Com a reforma, foi possível realizar um novo censo de mães e pais de combatentes mortos, incorporando cerca de 500 pessoas aos beneficiários, modificou-se o grau de deficiência necessário para ter direito à pensão, reduzindo-o de 10% para 6%. Com essa medida, 3500 novas pessoas tiveram acesso à pensão.

O atendimento melhorou, o processo de revisão dos casos foi acelerado, ampliou-se em 100% a quantia paga pela pensão de reversibilidade e o grau de parentesco dos beneficiários, e abriu-se uma linha de crédito no FOPROLYD com juros favoráveis. “Somos estigmatizados. Nos consideram velhos, somos deficientes e recebemos uma pensão baixa. Nós deficientes de guerra já não temos crédito nos bancos e essa reforma está nos permitindo resolver alguns de nossos problemas, como, por exemplo, o acesso a uma moradia”, completou Quintanilla.

Exigências para o novo governo

Nesse domingo, 9 de março, os salvadorenhos e as salvadorenhas vão escolher nas urnas o sucessor do presidente Mauricio Funes.

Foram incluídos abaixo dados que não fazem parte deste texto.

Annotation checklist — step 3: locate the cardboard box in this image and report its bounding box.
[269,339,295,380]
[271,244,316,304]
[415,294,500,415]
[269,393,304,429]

Para a ALGES, muito está em jogo. “Enquanto esteve no poder, a Arena não mostrou nenhum interesse pelas vítimas do conflito. Nos reprimiram nas manifestações, nunca quiseram aplicar a lei e nos atendiam com desprezo”. Quintanilla lembra de como excluíram ou reduziram as pensões de milhares de deficientes, suspenderam a entrega de materiais como medicamentos, bengalas, próteses, cadeiras de roda e estiveram a ponto de fechar o FOPROLYD porque não era rentável para o Estado. “Foi uma barbaridade o que fizeram conosco”, disse o dirigente.

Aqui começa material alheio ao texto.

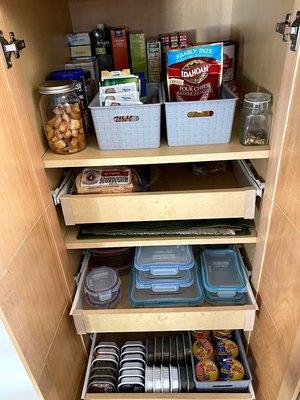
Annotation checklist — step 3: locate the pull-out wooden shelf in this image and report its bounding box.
[84,392,254,400]
[43,136,270,168]
[81,333,255,400]
[65,226,257,250]
[60,161,256,225]
[70,256,258,334]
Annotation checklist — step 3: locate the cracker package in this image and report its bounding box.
[167,43,223,101]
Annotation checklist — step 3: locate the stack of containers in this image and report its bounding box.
[201,246,248,304]
[129,246,203,307]
[118,340,146,393]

Segundo ele, a atitude desses governos responde aos interesses dos setores da oligarquia empresarial que os apoiou, que não querem respeitar os Acordos de Paz. “Foram os maiores violadores dos Acordos e nunca quiseram garantir nossos direitos porque seu único interesse é administrar o país como se fosse sua própria fazenda e garantir seus lucros”, completou.

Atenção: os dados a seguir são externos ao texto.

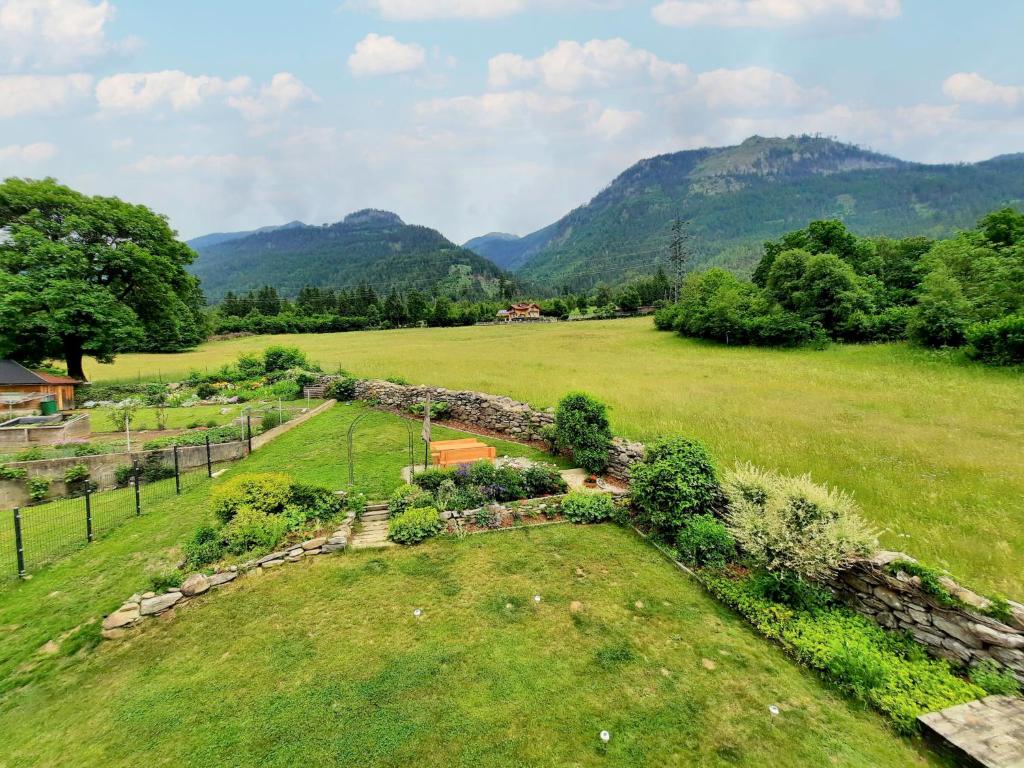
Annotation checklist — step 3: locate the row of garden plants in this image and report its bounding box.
[630,438,1019,733]
[183,472,346,570]
[388,462,568,544]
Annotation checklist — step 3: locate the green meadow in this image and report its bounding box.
[87,318,1024,598]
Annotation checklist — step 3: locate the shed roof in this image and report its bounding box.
[0,359,47,386]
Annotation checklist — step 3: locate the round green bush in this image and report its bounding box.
[676,515,736,568]
[561,490,615,522]
[387,507,444,544]
[630,437,721,536]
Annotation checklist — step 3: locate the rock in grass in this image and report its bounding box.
[181,573,210,597]
[139,592,182,616]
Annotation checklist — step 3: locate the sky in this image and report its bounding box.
[0,0,1024,243]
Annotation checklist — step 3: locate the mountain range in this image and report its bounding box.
[188,209,504,300]
[189,136,1024,298]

Apesar de Quintanilla reconhecer os avanços conquistados durante o governo de Mauricio Funes, como a implementação das reformas em 2008, a melhoria da atenção aos deficientes e a descentralização dos escritórios, o pagamento de 9 milhões de dólares para compensar a falta de pagamento das pensões durante dois anos, assim como a incorporação de cerca de 7 mil novas pessoas ao FOPROLYD e o pagamento do décimo terceiro, entre outros, ele garante que ainda há muito a ser feito.

“Ganhe quem ganhe esse domingo, o novo governo terá de reconhecer que somos um setor importante e emblemático do país, testemunhas vivas e vítimas de algo que nunca mais deve se repetir em El Salvador. Por isso, nunca vamos parar de lutar para que nossos direitos sejam cumpridos”, concluiu o ex-combatente.

Entre as principais exigências, a ALGES destaca o acesso à saúde integral, a revalorização das pensões e um maior orçamento para o FOPROLYD, para que possa atender às necessidades dos deficientes. Além disso, propõe uma reforma total da Lei de Benefício para a Proteção de Lesionados de Incapacitados pelo Conflito Armado, para atualizá-la tendo por base a nova situação do país e as novas exigências do beneficiários.